A Champions League está de regresso e um dos palcos é o Estádio Red Bull Arena Leipzig, casa do RB Leipzig.Um Estádio um tanto mais pequeno,mas com uma arquitetura muito semelhante ao seu adversário desta noite, o FC Porto.
A equipa de Sérgio Conceição tem duas novidades no 11 inicial. Miguel Layún entra para o lado direito da defesa para a saída de Ricardo e a outra (esta é surpreendente) novidade é a chamada de José Sá para a baliza dos "dragões" em detrimento de Iker Casillas.
Ainda com o jogo muito morno e sem oportunidades, surge o golo do Leipzig com 8 minutos jogados.
Bruma na esquerda flete para dentro, rematar forte de fora da área, José Sá não consegue defender, na segunda tentativa com Augustin, Sá também não segura e o central Orban finalmente a colocar a bola dentro da baliza e abrir o ativo.
Com o golo sofrido o FC Porto sentiu dificuldades em reagir e o emblema alemão, procurava chegar ao segundo. A maior dor de cabeça para os "azuis e brancos" nesta altura chamava-se Kevin Augustin.
Na primeira vez que a equipa de Sérgio Conceição chega à baliza consegue a igualdade!
Lançamento longo para a área onde surge Marcano a cabecear, a bola sobra para Aboubakar que ao segundo poste e com um remate à meia volta faz o golo.
O Leipzig não baixou os braços e na resposta imediata, quase chegava ao golo, duas ocasiões de Sabitzer e uma de Naby Keita criaram muito perigo para a baliza de José Sá.
Aos 36 minutos a primeira jogada do FC Porto( com exceção do golo, se bem entendido) com Danilo no fim atirar para à figura de Gulacsi.
Na resposta, o Leipzig chega de novo à vantagem.
Ataque pela zona central, com a bola a ser colocada em Forsberg que na cara de José não facilita e faz o 2-1.
Pouco depois, uma má opção de Danilo, que após alguns ressaltos e uma má receção de Marcano, a bola sobra para Jean-Kévin Augustin que aumenta a vantagem e faz o terceiro golo.
Perto do intervalo, surge golo do FC Porto.
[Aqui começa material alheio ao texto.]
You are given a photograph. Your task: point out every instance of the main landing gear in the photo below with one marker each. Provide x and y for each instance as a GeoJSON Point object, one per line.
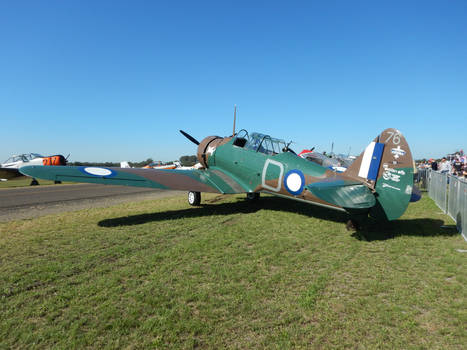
{"type": "Point", "coordinates": [194, 198]}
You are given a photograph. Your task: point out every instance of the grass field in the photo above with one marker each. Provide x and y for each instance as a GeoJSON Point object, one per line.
{"type": "Point", "coordinates": [231, 274]}
{"type": "Point", "coordinates": [22, 181]}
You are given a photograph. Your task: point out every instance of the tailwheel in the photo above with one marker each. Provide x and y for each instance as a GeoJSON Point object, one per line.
{"type": "Point", "coordinates": [194, 198]}
{"type": "Point", "coordinates": [352, 225]}
{"type": "Point", "coordinates": [252, 196]}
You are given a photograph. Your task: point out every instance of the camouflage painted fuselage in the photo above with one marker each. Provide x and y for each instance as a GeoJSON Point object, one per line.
{"type": "Point", "coordinates": [379, 182]}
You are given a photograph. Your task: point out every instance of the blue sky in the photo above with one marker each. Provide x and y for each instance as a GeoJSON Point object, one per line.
{"type": "Point", "coordinates": [116, 80]}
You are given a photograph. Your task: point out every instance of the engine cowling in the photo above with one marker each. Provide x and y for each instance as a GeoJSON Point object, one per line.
{"type": "Point", "coordinates": [207, 147]}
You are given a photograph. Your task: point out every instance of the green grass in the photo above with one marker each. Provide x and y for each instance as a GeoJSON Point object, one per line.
{"type": "Point", "coordinates": [231, 274]}
{"type": "Point", "coordinates": [22, 181]}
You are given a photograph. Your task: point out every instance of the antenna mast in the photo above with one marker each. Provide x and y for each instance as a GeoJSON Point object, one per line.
{"type": "Point", "coordinates": [235, 117]}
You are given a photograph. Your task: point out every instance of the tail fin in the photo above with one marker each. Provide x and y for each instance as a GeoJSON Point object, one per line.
{"type": "Point", "coordinates": [386, 166]}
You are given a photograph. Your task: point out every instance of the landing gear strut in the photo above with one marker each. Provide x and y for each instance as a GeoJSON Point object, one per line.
{"type": "Point", "coordinates": [194, 198]}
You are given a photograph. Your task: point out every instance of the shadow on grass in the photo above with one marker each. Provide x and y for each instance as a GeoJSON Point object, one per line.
{"type": "Point", "coordinates": [370, 230]}
{"type": "Point", "coordinates": [241, 206]}
{"type": "Point", "coordinates": [373, 230]}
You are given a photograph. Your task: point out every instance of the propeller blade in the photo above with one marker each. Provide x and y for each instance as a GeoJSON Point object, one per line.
{"type": "Point", "coordinates": [189, 137]}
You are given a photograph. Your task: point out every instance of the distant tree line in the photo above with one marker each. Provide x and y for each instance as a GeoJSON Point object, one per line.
{"type": "Point", "coordinates": [184, 160]}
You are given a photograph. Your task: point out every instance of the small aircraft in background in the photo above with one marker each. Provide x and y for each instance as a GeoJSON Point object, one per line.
{"type": "Point", "coordinates": [163, 165]}
{"type": "Point", "coordinates": [378, 183]}
{"type": "Point", "coordinates": [10, 168]}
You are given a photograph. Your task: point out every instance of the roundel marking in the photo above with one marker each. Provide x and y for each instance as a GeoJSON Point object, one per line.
{"type": "Point", "coordinates": [294, 182]}
{"type": "Point", "coordinates": [95, 171]}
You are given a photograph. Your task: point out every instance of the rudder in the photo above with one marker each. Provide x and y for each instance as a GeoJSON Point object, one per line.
{"type": "Point", "coordinates": [386, 166]}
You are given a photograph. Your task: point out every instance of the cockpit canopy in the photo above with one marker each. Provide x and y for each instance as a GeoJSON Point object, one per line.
{"type": "Point", "coordinates": [259, 142]}
{"type": "Point", "coordinates": [23, 158]}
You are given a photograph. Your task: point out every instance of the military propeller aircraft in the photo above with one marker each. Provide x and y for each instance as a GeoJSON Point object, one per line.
{"type": "Point", "coordinates": [379, 182]}
{"type": "Point", "coordinates": [10, 168]}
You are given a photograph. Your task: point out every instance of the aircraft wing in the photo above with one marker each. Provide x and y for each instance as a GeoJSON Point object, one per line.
{"type": "Point", "coordinates": [9, 173]}
{"type": "Point", "coordinates": [184, 180]}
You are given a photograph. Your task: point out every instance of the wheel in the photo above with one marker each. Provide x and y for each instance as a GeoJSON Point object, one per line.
{"type": "Point", "coordinates": [352, 225]}
{"type": "Point", "coordinates": [194, 198]}
{"type": "Point", "coordinates": [252, 196]}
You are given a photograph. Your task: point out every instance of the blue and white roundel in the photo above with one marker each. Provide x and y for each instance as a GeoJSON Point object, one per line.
{"type": "Point", "coordinates": [294, 182]}
{"type": "Point", "coordinates": [95, 171]}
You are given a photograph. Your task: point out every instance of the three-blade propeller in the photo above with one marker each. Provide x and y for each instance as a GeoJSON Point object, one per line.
{"type": "Point", "coordinates": [189, 137]}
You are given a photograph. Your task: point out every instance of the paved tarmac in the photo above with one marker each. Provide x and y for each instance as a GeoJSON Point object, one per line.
{"type": "Point", "coordinates": [34, 201]}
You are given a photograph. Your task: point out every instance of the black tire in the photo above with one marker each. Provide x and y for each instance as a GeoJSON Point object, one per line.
{"type": "Point", "coordinates": [194, 198]}
{"type": "Point", "coordinates": [252, 196]}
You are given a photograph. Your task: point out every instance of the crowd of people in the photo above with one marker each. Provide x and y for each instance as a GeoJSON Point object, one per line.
{"type": "Point", "coordinates": [454, 164]}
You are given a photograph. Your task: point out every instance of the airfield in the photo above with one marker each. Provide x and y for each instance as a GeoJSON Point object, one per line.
{"type": "Point", "coordinates": [30, 202]}
{"type": "Point", "coordinates": [134, 270]}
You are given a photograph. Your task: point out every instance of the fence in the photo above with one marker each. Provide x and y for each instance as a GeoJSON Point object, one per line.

Canto batido pelo lado direito do ataque "azul e branco" para o segundo poste, onde surge Herrera que cabeceia para o meio da área e de forma acrobatica Marcano faz o segundo golo dos "dragões".
Uma primeira parte onde O FC Porto sempre com muitas dificuldades na construção e na transição de jogo.
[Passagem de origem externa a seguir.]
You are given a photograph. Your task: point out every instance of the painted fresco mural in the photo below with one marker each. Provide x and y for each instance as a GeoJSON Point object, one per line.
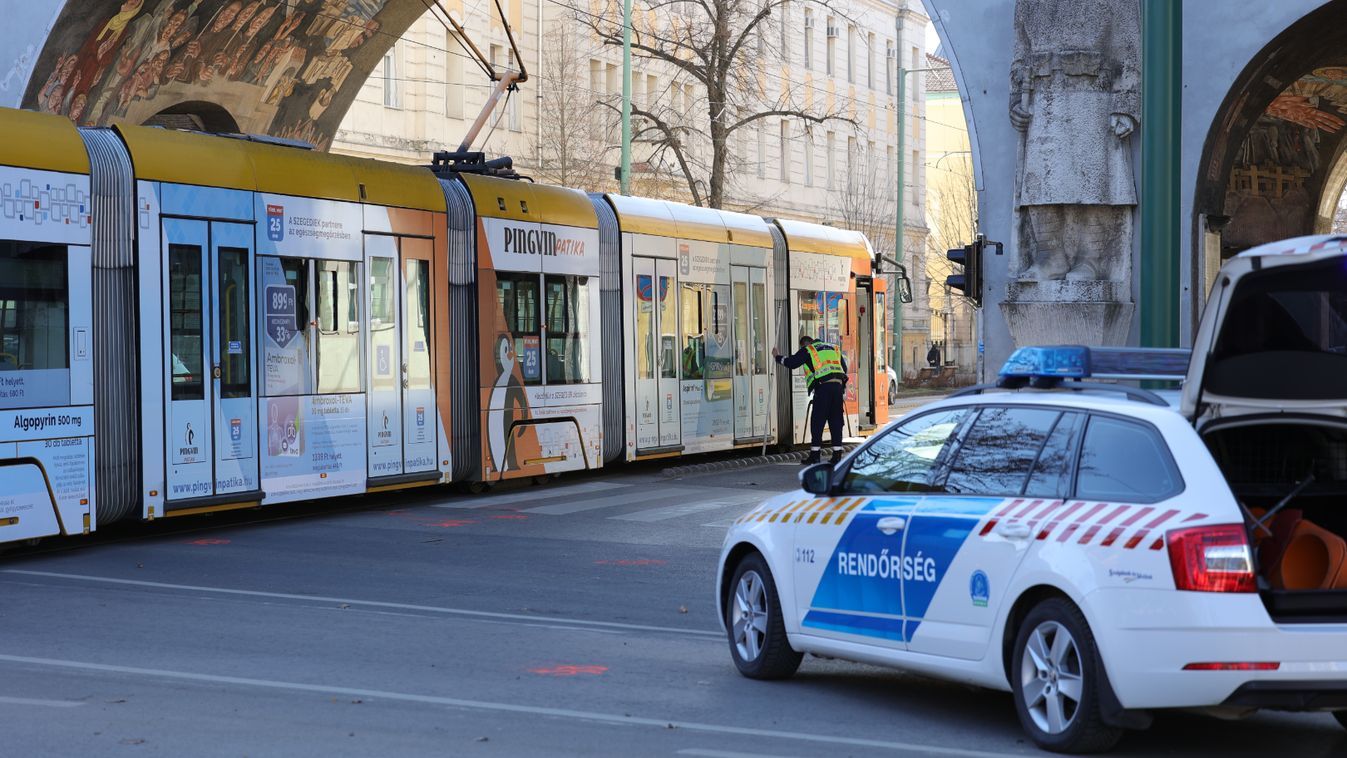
{"type": "Point", "coordinates": [283, 67]}
{"type": "Point", "coordinates": [1280, 162]}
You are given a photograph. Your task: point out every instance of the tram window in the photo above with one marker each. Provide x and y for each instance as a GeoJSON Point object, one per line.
{"type": "Point", "coordinates": [741, 329]}
{"type": "Point", "coordinates": [235, 342]}
{"type": "Point", "coordinates": [383, 302]}
{"type": "Point", "coordinates": [644, 326]}
{"type": "Point", "coordinates": [694, 331]}
{"type": "Point", "coordinates": [759, 329]}
{"type": "Point", "coordinates": [719, 346]}
{"type": "Point", "coordinates": [668, 327]}
{"type": "Point", "coordinates": [185, 337]}
{"type": "Point", "coordinates": [34, 302]}
{"type": "Point", "coordinates": [882, 330]}
{"type": "Point", "coordinates": [416, 300]}
{"type": "Point", "coordinates": [516, 294]}
{"type": "Point", "coordinates": [811, 321]}
{"type": "Point", "coordinates": [567, 329]}
{"type": "Point", "coordinates": [338, 343]}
Felipe e Marcano e mesmo Layún sentiram muitas dificuldades para parar os jogadores da equipa alemã que tinham o corredor esquerdo como preferência para atacar.
A equipa de Bruma foi quase sempre mais forte forte nos duelos individuais tiveram sempre mais perto do golo.
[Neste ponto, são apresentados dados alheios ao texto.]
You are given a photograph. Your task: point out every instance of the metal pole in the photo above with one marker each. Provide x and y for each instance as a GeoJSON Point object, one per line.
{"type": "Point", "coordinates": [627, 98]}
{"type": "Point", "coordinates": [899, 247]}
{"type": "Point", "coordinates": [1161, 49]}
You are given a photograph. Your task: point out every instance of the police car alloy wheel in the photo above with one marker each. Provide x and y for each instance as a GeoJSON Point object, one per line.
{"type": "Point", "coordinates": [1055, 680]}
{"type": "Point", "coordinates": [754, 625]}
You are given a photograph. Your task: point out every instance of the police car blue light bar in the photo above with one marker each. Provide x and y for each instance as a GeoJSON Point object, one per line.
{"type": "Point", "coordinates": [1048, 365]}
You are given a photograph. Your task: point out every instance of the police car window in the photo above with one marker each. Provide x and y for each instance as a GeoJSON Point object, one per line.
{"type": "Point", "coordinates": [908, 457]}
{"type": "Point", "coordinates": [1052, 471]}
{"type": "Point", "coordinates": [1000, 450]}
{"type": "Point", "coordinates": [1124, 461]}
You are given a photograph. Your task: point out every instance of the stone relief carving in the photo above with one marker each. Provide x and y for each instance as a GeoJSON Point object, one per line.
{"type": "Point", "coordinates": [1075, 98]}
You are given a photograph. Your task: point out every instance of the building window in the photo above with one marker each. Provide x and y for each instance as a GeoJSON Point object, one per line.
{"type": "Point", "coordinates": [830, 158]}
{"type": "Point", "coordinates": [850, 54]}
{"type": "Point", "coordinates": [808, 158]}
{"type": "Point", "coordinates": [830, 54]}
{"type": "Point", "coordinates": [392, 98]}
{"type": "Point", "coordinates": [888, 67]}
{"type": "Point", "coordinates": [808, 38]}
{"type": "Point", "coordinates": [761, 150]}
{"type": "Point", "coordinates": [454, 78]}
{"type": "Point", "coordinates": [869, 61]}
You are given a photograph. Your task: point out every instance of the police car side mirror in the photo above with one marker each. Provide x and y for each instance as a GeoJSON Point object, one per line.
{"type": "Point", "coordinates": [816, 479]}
Com cinco golos na primeira parte, projeta-se uma excelente segunda metade de jogo.
O segundo tempo, mostrou um FC Porto mais subido, e a chegar-se mais à zona mais recuada do Leipzig, enquanto a equipa alemã procurava controlar o jogo sem perder de vista de José Sá.
Aos 62 minutos, maisuma jogada de ataque do Leipzig pela zona central, com a bola a ser metida em Bruma que na cara de Sá esteve perto de fazer o golo. Valeu Marcano a tirar a bola em cima da linha de golo.
Só passados 20 minutos houve nova situação de perigo e nais uma vez para o Leipzig. Remate forte de Werner e Sá atento a defender.
Infelizmente e embora a primeira parte prometesse uma segunda parte com golos, isso não se veio a verificar.
O resultado ajustasse perfeitamente ao que se passou no Arena Leipzig e talvez seja escasso perante as oportunidades da equipa alemã. O FC Porto nunca conseguiu ser verdadeiramente incomodativo em termos de jogo jogado.
A equipa de Sérgio Conceição sentiu sempre dificuldades em construir, devido à forma agressiva com que o Leipzig pressionava o portador da bola.
Brahimi procurava ser o desiquilibrio "azul e branco", mas a imponência fisica dos alemães deitavam quase sempre por terra essas iniciativas.
O Leipzig mostrou sempre mais agressividade em todas as fases do jogo,foi sempre mais rápido nos processos, mais perigoso e foi a equipa que esteve sempre mais perto do golo.
A aposta em José Sá por parte de Sérgio Conceição, talvez fosse por ter mais altura do que Iker Casillas e ser mais importante e dar supremacia aos "dragões" frente ao jogo aéreo do Leipzig, mas não correu como esperava, nem tão pouco a formação alemã jogou dessa forma.